Glyphosate is the most heavily used agricultural and residential herbicide and has been detected in soil, air, surface water, and groundwater, as well as in food. Hence, it has been inadvertently getting added to our ecosystem and it certainly has reached plants, animals and food chain. In the context of India, the glyphosate is one of the mostly used as non-specific organophosphate pesticides among the agrochemicals (PAN India Pacific, 2020). It is used to control weeds in agriculture, plantations, forestry, industrial areas, houses etc. Indian Council of Agricultural Research’s report revealed that, two formulations of glyphosate, 41% SL and 71% SG are widely used in at least 22 Indian states for several food crops (cereals, pulses, vegetables, fruits, and spices) and non-food crops such as rubber plantation, and forestry activities¹. The practice is on the rise as it has become the cheap option to replace the mechanical means of weed control. Use of glyphosate has been increased manifold after introduction of genetically modified glyphosate resistant crops such as cotton, soybean, corn and canola. In India glyphosate usage has increased from 435 MT technical grades in 2010-11 to 765 M.T. in 2018-19 (Statistical Database, Pesticide Monitoring and Documentation Unit, PPQ&S, Ministry of Agriculture, Government of India). Glyphosate and its metabolite amino-methyl-phosphonate (AMPA) could be detected in green immature seed, harvested seeds and in ground water^2-4. The herbicide is being reported to have harmful effects on human, animal and environmental health. Gestational period in humans was found to be shortened by glyphosate and glyphosate-based formulations in an Indian Cohort study (USA) from women living in rural and non-rural areas⁵.

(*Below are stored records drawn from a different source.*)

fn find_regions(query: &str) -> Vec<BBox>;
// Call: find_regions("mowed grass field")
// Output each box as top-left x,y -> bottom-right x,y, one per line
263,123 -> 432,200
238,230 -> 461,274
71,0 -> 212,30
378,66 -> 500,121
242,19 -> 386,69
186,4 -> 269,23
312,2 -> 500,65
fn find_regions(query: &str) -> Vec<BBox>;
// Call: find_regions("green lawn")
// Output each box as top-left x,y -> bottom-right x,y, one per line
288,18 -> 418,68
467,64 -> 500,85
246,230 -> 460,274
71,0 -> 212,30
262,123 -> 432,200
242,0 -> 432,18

Few epidemiological studies, the dichotomous analysis of exposures revealed that glyphosate-based pesticides don’t pose developmental risks to the unborn child⁶. But, other epidemiological studies have come out with the adverse effect like infertility and subfertility in male and female along with unfavourable pregnancy. Besides that, few in vitro and in vivo studies have revealed that glyphosate and its formulations exhibit estrogen-like properties, and it indicate about the disruption of normal endocrine function, with adverse consequences to reproductive health⁷. Further deleterious effects were recorded as changes in the normal structure of ovary, delayed folliculogenesis, hormonal imbalance, increases oxidative stress, abnormal aromatase activity, implantation failure and infertility through in-vivo and in-vitro studies^8&9. Apart from that, few studies revealed that glyphosate and glyphosate-based formulations may interrupt normal endocrine function affecting the reproductive potentiality¹⁰.

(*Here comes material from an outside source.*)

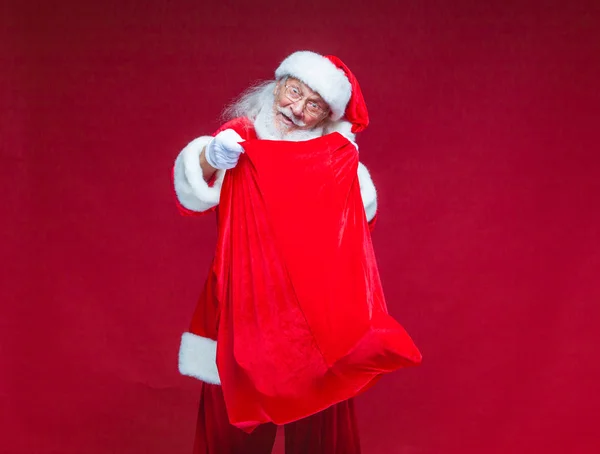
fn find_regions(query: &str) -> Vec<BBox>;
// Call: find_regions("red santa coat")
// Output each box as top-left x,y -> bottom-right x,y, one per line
175,116 -> 420,430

The experiment was conducted for the period of 3 months in order to determine the effects of chronic toxicity of glyphosate in kuroiler chickens. The experiments were performed after obtaining the necessary permission from the Institutional Animal Ethics Committee (IAEC) of College of Veterinary Science, AAU, Khanapara, Guwahati, Assam with approval No. 770/ac/CPCSEA/FVSc/AAU/IAEC/17-18/559 dated 09.08.2017. The regulations addressing animal use were followed. Total 16 numbers of kuroiler birds of the age of 3 months were taken for this experiment. Birds were provided with ad libitum clean drinking water and standard pellet diet and were kept under constant observation during the entire period of study. Glyphosate, field grade (HIJACK, 41% glyphosate SL, (Insecticide India Ltd., Rajasthan) was used for producing experimental toxicity. One group of 4 pairs of birds were given ad libitum water and standard ration. All the experimental birds were properly vaccinated against all possible viral diseases such as, Ranikhet Disease (RD), Infectious Bursal Disease (IBD), Infectious Bronchitis (IB). Another group consisting of 8 birds were given glyphosate orally @ 27.8 mg/Kg body weight for 3 months. Doses were calculated on the basis of pilot study for LD₅₀ estimation as per OECD 425 and it was confirmed by the method as described by earlier workers¹¹. Representative tissue samples were collected for histopathological examination and formalin fixed samples were processed by standard procedure¹². The tissue sections were stained with Haematoxylin and Eosin¹³. Tissue sample especially testis in this case were considered for the ultrastructural studies (TEM). Hence, the testes were selected having most striking lesions from the glyphosate exposed birds for transmission electron microscopic examination. The specimens were fixed in 1% Karnovsky’s fixative. The samples were kept at 4°C for 4 hours. Then washed in 0.1M Sodium Cacodylate buffer (3 changes of 15 minutes in each) and stored in Sodium Cacodylate buffer¹⁴.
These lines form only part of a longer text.